Writing Task Generation Pipeline#

This pipeline generates writing prompts (for example, essays, poems) for dialogue data, as used in Nemotron-4 340B.

Steps#

  1. Generate tasks to write an email, essay, etc. about a topic

  2. Revise the tasks to be more detailed

Example Usage#

from nemo_curator.synthetic import NemotronGenerator
from nemo_curator import OpenAIClient  # or appropriate client
from openai import OpenAI

# Initialize the client and generator
client = OpenAI(base_url="https://integrate.api.nvidia.com/v1", api_key="your-api-key")
llm_client = OpenAIClient(client)
generator = NemotronGenerator(llm_client)

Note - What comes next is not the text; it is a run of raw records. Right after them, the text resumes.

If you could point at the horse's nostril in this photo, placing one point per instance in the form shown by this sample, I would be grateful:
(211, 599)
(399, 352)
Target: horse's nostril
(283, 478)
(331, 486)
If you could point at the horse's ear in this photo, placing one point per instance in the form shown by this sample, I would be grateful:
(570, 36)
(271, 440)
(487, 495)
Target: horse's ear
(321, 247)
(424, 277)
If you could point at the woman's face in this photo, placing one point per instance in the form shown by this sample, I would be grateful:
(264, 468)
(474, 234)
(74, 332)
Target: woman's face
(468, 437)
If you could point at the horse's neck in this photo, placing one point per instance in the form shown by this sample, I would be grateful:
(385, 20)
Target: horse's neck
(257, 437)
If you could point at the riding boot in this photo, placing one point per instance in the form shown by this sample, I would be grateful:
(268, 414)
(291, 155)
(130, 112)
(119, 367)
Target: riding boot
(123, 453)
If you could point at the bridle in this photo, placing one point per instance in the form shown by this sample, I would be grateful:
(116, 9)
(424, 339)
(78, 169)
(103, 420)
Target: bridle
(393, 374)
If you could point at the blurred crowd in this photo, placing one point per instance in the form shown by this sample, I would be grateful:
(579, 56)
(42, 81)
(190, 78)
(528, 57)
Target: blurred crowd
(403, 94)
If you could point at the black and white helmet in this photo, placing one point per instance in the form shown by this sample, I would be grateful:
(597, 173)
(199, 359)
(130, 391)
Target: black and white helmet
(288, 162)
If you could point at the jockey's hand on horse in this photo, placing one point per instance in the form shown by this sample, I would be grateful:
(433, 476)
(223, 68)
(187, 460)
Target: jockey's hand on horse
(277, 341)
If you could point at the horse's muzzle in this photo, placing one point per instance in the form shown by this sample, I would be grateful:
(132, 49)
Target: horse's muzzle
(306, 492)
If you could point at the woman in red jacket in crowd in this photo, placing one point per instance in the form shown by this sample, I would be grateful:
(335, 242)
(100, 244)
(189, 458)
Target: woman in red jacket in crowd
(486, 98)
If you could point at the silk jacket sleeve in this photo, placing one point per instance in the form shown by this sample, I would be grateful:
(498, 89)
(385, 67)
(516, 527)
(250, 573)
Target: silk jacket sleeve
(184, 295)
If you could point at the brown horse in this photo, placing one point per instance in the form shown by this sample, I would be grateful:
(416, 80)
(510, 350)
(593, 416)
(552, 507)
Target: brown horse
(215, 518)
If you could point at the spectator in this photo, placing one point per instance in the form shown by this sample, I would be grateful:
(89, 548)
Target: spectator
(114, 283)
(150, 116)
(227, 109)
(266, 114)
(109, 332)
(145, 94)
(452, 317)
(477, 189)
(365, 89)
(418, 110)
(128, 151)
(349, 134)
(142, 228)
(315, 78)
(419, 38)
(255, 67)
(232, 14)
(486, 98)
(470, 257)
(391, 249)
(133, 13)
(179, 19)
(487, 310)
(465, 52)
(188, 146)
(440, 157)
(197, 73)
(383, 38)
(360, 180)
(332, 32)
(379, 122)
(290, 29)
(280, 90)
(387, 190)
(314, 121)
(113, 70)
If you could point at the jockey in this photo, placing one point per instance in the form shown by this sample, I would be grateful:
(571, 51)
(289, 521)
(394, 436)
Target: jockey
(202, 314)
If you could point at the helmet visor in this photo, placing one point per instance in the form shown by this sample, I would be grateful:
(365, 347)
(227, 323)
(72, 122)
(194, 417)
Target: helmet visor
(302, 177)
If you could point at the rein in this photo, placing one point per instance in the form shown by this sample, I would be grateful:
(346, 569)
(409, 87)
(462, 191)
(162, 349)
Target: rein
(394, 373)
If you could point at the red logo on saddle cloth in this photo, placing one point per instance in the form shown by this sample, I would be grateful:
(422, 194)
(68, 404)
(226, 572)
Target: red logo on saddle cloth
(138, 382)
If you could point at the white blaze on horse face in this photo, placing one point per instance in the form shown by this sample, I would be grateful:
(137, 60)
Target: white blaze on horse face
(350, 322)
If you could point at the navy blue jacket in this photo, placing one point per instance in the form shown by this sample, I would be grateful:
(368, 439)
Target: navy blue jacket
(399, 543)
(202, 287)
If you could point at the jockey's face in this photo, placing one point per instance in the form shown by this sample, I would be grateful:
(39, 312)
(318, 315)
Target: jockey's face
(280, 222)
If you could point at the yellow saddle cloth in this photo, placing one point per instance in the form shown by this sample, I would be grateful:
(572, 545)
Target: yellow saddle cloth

model = "mistralai/mixtral-8x7b-instruct-v0.1"

writing_tasks_responses = generator.generate_writing_tasks(
    topic="Climate Change and Sustainable Living",
    text_material_type="Poems",
    n_openlines=5,
    model=model,
)
writing_tasks_list = generator.convert_response_to_yaml_list(
    writing_tasks_responses[0], model=model
)

revised_writing_tasks_responses = generator.revise_writing_tasks(
    openline=writing_tasks_list[0], n_revisions=5, model=model
)
revised_writing_tasks = generator.convert_response_to_yaml_list(
    revised_writing_tasks_responses[0], model=model
)

End-to-End Pipeline#

writing_tasks = generator.run_writing_pipeline(
    topics=[
        "Climate Change and Sustainable Living",
        "Space Exploration and the Universe",
        ...,
    ],
    text_material_types=["Poems", "Essays", ...],
    n_openlines=5,
    n_revisions=2,
    model=model,
)

print(writing_tasks[0])
# Output:
# Write a poem about the most effective sources of renewable energy.